O racha entre os irmãos Gomes se arrasta desde a campanha eleitoral do ano passado, quando Cid decidiu apoiar a candidatura do presidente Luiz Inácio Lula da Silva (PT) e de um nome do PDT alinhado aos petistas para o governo do Ceará . A divisão se aprofundou.
Nesta segunda-feira, 3, a Executiva Nacional do partido decidiu, por unanimidade (7 a 0), “evocar as competências da executiva estadual no Ceará para a executiva nacional”. Na prática, o grupo do atual presidente interino do partido, deputado federal André Figueiredo (PDT-CE), que é ligado a Ciro, tenta manter o comando do partido ao controlar o diretório cearense.
“O termo não é intervenção. Tendo em vista que o os ânimos estão extremamente acirrados, inclusive com a convocação de uma reunião do diretório para destituir a executiva que tem mandato até 31 de dezembro, a direção nacional do partido chamou uma reunião, com a participação de praticamente todos os seus integrantes, para fazer uma evocação dos poderes da direção estadual para a direção nacional. É uma forma de tentar reduzir todos os danos que estão sendo causados ao partido por conta dessas divisões”, afirmou André Figueiredo ao Estadão.
O controle da legenda no Ceará é ameaçado pelo grupo do senador Cid Gomes. Amparado por 52 dos 84 integrantes da Executiva Estadual, Cid convocou uma reunião para sexta-feira, 7, na tentativa de assumir o controle do partido. O senador não reconhece a decisão tomada pela Executiva Nacional e diz que fará a “reunião na calçada”, caso seja barrado de entrar na sede do PDT.

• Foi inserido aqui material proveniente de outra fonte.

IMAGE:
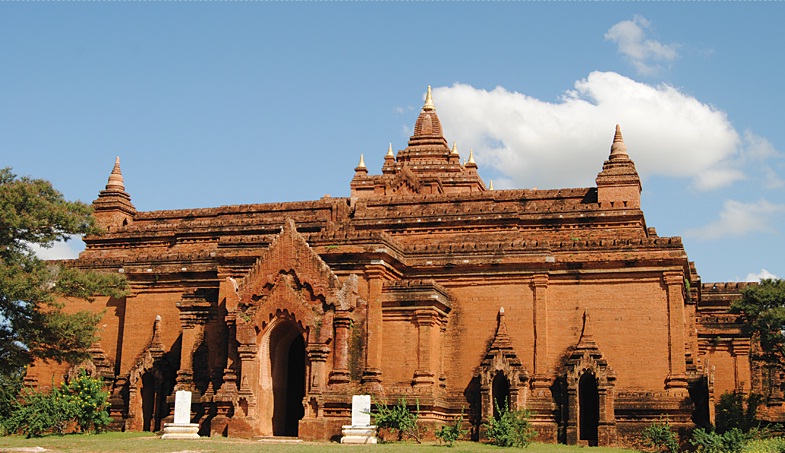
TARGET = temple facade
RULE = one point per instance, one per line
(424, 284)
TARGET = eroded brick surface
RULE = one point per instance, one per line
(274, 313)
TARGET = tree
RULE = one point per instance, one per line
(33, 324)
(763, 314)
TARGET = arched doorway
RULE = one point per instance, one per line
(288, 368)
(589, 407)
(501, 394)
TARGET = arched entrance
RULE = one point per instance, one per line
(589, 407)
(286, 378)
(501, 394)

“A meu juízo, a decisão não promove intervenção no diretório estadual, porque o artigo 67 (usado como base da decisão da Executiva Nacional do PDT) trata da possibilidade de a Nacional avocar processos éticos disciplinares. Simplesmente, não se aplica ao caso. Eu disse isso lá: ‘Rapaz, se vocês têm alguma intenção diferente da evocação de um processo ético e disciplinar, que é o que diz textualmente, procurem outro artigo. Esse, não’. Enfim, eu falei que a votação era inócua e que me absteria”, contou Cid Gomes.
O senador afirmou ainda que manterá a reunião marcada para esta sexta, mesmo com ameaças de represálias por infidelidade partidária por parte de Figueiredo e do grupo de Ciro.
“Se houver quórum, a reunião acontecerá na sede do partido. Se não nós deixarem entrar, faremos na calçada, na frente da sede”, disse.